The Cycle of Transformation - Spirit
/by Ben Tanzer
What is your Why? Ruminations on Nurturing Spirit and The Cycle of Transformation.
What's important to you and what is your why?
This is what I think about when I think about Spirit.
But first a story.
I was co-presenting a workshop on messaging around child abuse prevention. The energy was good, the flow was good and my co-presenter and I were on. A participant raised her hand. I stopped talking, I asked her what her question was, she responded, I started to respond, she became overwhelmed and I had an AH-hah moment: the participant’s Spirit was not being tended to or nurtured, not on her job, and definitely not by me or my co-presenter.
At the time, I was still new to the work of The Montana Institute. But if I knew more, we might have structured the session with a focus on the cycle of transformation: Spirit First…Then Science…To Lead Action...For Desire Returns.
I would have also known (to quote TMI) that the:
"Four essential stages – Spirit, Science, Action, and Return – make up the transformational process of the Science of the Positive. These stages, when fully engaged, work together to create a synergistic cycle of positive transformation."
But I didn’t yet know much about this.
What I knew, was that there was a better way to message about child abuse prevention, we finally had the data to support that and we had developed a workshop that would highlight the Science behind this new messaging. I also knew that as a field, we could now achieve the Desired Returns we sought, a more engaged public, changes in behavior and policy, innovative programming and greater attention to healthy child development.
The participant's question was focused on Action though.
How should her organization speak about incidents of abuse in the community that had to be addressed publicly? I spoke about crafting press releases and statements, how to frame them, the creation of talking points and the use of social media, and I felt that I was both smart and supportive. I felt like I was nailing it and the participant was taking copious notes, but as she did, she slowly collapsed into her seat and into herself. I asked what she was feeling. She replied that there was no one in her office who was responsible for doing what I was suggesting. She had been sent to our workshop because someone had to learn more about our work and someone had to bring the knowledge home and execute it. That someone would be her and she would be doing so on top of her normal job.

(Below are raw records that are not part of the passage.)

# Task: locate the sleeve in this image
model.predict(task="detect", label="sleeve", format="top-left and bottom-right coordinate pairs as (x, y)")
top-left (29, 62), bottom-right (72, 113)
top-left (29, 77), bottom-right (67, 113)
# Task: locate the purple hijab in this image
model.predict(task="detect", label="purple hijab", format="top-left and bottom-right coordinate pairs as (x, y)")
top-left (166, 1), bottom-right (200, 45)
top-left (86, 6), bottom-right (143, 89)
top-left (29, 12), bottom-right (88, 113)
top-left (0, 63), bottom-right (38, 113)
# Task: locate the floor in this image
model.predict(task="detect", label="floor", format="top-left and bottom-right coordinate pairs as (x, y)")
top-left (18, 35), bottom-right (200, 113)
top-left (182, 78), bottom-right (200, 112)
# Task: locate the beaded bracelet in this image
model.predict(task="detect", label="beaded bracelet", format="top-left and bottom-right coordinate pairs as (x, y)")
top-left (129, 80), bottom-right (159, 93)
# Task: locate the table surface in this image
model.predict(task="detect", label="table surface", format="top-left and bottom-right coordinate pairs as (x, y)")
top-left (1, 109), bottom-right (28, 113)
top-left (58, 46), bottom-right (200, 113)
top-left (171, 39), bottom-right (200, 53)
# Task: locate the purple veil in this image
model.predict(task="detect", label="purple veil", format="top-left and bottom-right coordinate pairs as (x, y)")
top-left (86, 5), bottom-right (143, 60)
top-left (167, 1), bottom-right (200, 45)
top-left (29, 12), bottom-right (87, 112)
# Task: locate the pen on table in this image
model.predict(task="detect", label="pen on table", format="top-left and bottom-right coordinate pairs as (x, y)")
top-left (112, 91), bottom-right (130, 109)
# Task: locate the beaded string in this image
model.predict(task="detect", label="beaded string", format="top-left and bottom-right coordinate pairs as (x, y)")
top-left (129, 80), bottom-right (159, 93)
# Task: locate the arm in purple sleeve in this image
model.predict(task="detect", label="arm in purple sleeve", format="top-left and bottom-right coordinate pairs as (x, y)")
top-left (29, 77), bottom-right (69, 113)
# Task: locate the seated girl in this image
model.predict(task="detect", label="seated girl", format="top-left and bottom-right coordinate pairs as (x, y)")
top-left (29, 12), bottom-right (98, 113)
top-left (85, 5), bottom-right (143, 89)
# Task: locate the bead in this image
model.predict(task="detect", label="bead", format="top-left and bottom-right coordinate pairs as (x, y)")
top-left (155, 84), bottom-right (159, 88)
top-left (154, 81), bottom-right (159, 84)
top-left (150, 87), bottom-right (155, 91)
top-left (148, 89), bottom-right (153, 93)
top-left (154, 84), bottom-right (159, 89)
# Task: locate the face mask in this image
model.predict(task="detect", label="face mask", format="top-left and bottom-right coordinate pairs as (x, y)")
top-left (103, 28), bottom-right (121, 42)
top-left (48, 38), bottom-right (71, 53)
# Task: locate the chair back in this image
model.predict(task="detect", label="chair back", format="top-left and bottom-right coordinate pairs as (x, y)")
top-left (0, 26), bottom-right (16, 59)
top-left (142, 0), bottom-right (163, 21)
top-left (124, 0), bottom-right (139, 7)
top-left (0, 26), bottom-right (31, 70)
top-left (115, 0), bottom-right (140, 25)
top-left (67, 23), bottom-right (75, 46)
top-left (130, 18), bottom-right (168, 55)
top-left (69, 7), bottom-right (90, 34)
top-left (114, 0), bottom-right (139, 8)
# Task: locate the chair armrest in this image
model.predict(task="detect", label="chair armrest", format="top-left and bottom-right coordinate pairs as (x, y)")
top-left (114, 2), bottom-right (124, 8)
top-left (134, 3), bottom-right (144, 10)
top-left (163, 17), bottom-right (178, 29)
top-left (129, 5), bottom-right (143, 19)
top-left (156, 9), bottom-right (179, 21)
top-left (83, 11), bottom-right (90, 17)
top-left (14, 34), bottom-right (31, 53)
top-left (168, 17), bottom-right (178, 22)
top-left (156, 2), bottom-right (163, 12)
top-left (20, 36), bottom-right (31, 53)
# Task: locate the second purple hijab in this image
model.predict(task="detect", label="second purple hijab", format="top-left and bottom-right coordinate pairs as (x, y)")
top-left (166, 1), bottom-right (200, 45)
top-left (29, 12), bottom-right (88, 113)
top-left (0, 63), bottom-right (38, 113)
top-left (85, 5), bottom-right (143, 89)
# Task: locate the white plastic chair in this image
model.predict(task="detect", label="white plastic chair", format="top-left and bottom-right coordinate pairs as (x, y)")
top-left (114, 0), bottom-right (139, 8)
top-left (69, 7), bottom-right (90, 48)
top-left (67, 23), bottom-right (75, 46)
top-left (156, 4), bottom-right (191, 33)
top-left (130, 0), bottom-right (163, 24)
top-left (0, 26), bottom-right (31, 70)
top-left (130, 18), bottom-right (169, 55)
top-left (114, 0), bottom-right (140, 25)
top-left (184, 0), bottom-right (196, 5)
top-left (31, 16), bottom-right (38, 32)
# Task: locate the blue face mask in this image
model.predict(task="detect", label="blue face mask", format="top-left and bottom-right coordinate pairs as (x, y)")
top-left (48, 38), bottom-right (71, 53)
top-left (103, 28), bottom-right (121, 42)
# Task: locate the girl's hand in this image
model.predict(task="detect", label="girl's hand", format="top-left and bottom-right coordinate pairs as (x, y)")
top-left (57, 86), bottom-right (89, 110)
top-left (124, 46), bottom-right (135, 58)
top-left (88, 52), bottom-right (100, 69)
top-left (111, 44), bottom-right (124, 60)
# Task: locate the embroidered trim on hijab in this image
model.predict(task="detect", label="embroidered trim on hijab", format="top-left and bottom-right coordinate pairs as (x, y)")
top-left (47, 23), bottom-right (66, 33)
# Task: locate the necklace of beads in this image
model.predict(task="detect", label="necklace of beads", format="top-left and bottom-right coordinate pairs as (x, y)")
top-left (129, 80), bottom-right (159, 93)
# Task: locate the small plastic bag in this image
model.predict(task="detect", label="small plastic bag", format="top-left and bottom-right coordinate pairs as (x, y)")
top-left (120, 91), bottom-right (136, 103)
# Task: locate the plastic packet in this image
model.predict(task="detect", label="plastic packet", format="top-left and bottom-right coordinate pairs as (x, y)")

She said she was inspired by the workshop, but exhausted by the idea of translating what she was learning for her co-workers and the community stakeholders they worked with.
What's important to you and what is your why?
I'm currently co-crafting a workshop for TMI titled, Crafting Your Transformational Leadership Narrative, and when I asked my co-creator and presenter Stephanie Patton how she thinks about
Spirit when she's talking about it at the community level, she said, I focus on making connections with people and what's important to them.
If I knew more about the cycle of positive transformation when I developed that other workshop all those years ago I would have focused more on modeling the cycle itself when we presented the Science, spoke to the Desired Returns and delved into the action participants might take.
We also could have opened the workshop by asking what's important to you, why are you here and how do you connect with people in your community around this work? Which is to say that from the beginning, we could have integrated Spirit and addressed how we re-ignite hope.
Instead, I had to react to the participant’s questions and duress. I asked her if she had connections in the community, she did, could they work together on the communications that were being discussed so she didn’t have to tackle the work alone, they could, and might doing so enhance her Spirit, it would.
I was able to find my way to addressing Spirit, but I didn’t proactively plan for it, think about it or even start there.
We like to stress that the POSITIVE exists, and it does, but we have to seek it out, nurture it, and embrace the cycle of transformation as a whole:
Spirit First...Then Science...To Lead Action...For Desire Returns.
We also have to do so in order.
Order matters.
For our Crafting Your Transformational Leadership Narrative workshop Stephanie and I open both halves of the agenda with a focus on Spirit and then work our way through the cycle.
We also ask these questions:
What's important to you and what is your why?
And we do so because the positive starts there.